Nell’ottobre 1945, infreddoliti e senza soldi, migliaia di ragazzini tornarono a Milano, dai paesi dove le loro famiglie erano sfollate a causa dei bombardamenti. Le scuole erano malandate, senza vetri e senza riscaldamento. Fu costituito il secondo liceo scientifico, senza nome, perché il vecchio “Vittorio Veneto” non poteva contenerli tutti: oggi si chiama “Leonardo”. I partiti intanto preparavano le basi per la futura Costituzione, anche se il referendum monarchia-repubblica si sarebbe tenuto l’anno successivo, 1946.
La maggioranza degli italiani scelse la repubblica e i partiti promossero l’Assemblea costituente che, con discussioni, pesi e contrappesi, fu il regalo al Paese del 1° gennaio 1948. Gli studenti di quel secondo liceo scientifico dividevano a metà le aule e i tempi con quelli del liceo classico “Carducci” che li ospitava, a due passi da piazzale Loreto, dove i nazifascisti avevano ucciso un gruppo di partigiani e, dopo il 25 aprile 1945, erano stati appesi a testa in giù i cadaveri di Benito Mussolini e dei gerarchi, fucilati sul lago di Como. Lo scheletro della funerea stazione di servizio, con i nomi, era stato a lungo sotto gli occhi degli studenti scaricati dal tram che faceva capolinea proprio lì di fronte.
Quella fu la mia prima lezione di storia politica e sociale contemporanea. Il professore di italiano, giovane ma austero, ci consigliò alla fine del 1948 di acquistare e leggere la Costituzione, in vendita nella cartoleria di fronte. Sapemmo più tardi che aveva fatto parte della Resistenza: lui ci parlò sempre della libertà, dei nostri diritti e doveri, ma mai di fascismo e antifascismo. Ha lasciato un grande segno laico, positivo, in tutti noi: non odiava, aveva capito. Le nuove generazioni avrebbero dovuto formare una società e uno Stato diversi dai precedenti.
La Costituzione repubblicana era alla base di questa società, noi ragazzi quasi senza accorgercene ne eravamo fieri.

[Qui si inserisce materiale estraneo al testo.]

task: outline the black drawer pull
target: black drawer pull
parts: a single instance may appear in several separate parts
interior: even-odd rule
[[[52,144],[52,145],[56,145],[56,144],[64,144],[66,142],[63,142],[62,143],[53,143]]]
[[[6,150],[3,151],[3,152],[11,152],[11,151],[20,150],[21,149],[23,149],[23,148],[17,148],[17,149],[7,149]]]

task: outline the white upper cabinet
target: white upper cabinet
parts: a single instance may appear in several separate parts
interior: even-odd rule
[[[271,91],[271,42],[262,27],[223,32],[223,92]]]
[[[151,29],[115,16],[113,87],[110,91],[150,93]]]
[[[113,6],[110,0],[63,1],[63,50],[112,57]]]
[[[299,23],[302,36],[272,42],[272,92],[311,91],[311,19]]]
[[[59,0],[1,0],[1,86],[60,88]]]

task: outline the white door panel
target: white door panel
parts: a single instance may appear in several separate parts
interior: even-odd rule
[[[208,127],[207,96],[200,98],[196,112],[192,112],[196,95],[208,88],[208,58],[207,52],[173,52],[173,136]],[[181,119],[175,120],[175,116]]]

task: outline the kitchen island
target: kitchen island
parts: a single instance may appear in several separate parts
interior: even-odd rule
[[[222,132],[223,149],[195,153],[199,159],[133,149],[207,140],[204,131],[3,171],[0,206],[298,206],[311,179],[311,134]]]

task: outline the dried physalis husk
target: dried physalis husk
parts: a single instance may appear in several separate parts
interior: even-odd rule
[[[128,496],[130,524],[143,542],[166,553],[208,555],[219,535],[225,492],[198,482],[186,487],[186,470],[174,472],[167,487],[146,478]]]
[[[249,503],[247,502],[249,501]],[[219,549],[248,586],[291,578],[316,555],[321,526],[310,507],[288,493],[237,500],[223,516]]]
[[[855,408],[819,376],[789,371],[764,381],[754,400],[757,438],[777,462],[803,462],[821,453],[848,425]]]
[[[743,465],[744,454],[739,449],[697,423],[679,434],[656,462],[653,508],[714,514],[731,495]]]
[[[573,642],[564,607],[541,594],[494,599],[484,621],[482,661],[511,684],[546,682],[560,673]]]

Avremmo capito più tardi, dopo aver studiato la storia antica e moderna, aver affrontato il Medioevo e il Rinascimento, gli imperi e la Rivoluzione francese. Capimmo poco a poco cos’erano stati il clero e la nobiltà, chi era dentro le mura e chi fuori, qual era il popolo contadino e operaio col quale eravamo stati in contatto nei tragici anni precedenti. Alle manifestazioni di gioia del 25 aprile e del 1° maggio c’era una “fiumana di gente” e noi studenti, con le calze e i calzoni rattoppati, eravamo pieni della nostra vita. In testa camminavano uomini e donne della Resistenza (anni dopo avremmo visto le fotografie e i filmati), ma noi ci sentivamo tutti insieme un popolo unito.
Eravamo, senza saperlo il Quarto stato, dopo il clero, la nobiltà, la borghesia, eravamo i giovani che andavano verso il futuro, per noi non avrebbe più dovuto esserci il mondo dei poveri, il proletariato: eravamo noi che camminavamo da piazzale Loreto a piazza Castello a rappresentare il popolo, la nazione, il mondo nuovo, l’Italia. Avevamo una Costituzione, nata dalla libertà. Poi… poi a poco a poco il Quarto stato, quello dei lavoratori dipendenti, dei contadini nei campi e nelle stalle, è tornato ad essere quello che era, come l’aveva visto il pittore Pellizza da Volpedo un secolo dopo la Rivoluzione francese. La Costituzione democratica rispecchia il popolo, forte delle sue braccia e del suo cervello, ma ancora nelle mani degli altri. La “fiumana” ha perso, il denaro ha vinto.
Una voce dalla piazza: “Non è un finale troppo amaro?”
“Sì, ma settant’anni dopo non mi viene di meglio”.